South African Journal of Science
Print version ISSN 0038-2353
This article describes the features of SERGE, a stochastic, spatially explicit tool for the simulation of daily rainfall in arid environments. Rainfall data (either raw or produced by a rainfall generator) are frequently available on a daily basis but at low spatial resolution. Furthermore, although the rainfall characteristics of a given small area may vary little when averaged over the long term, rainfall does vary substantially on a daily time scale. It is exactly this short-term, small-scale variation that is of interest to modellers in many applications. A tool is needed therefore that generates spatio-temporal rainfall estimates based on only temporal data. To fill this gap, we developed SERGE using an ad hoc approach. Based on known characteristics of rainfall at a point, SERGE projects spatially homogeneous daily rainfall produced by a rainfall generator into spatially heterogeneous estimates by distributing clouds of fixed size and random position. Our algorithm preserves the long-term rainfall characteristics at each point, but introduces spatial autocorrelation of variable length.

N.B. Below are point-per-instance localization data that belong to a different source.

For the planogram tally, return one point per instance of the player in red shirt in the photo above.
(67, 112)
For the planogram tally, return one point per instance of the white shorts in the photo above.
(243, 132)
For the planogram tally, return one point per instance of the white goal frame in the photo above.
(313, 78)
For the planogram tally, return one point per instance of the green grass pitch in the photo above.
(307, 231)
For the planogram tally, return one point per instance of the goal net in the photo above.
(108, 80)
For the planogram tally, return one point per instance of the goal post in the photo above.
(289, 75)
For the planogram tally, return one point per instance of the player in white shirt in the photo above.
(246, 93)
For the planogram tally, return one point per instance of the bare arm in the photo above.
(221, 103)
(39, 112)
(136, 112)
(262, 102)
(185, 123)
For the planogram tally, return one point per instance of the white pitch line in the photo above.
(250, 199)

SERGE provides a simple and flexible tool for the simulation of spatio-temporal rainfall to be integrated into other models. SERGE is intended for modellers wanting to investigate the effect of spatially variable rainfall in their system. Given the importance of spatial variability in arid environments, this should be of interest to scientists in the fields of ecology, range management, agriculture, climate change, and hydrology.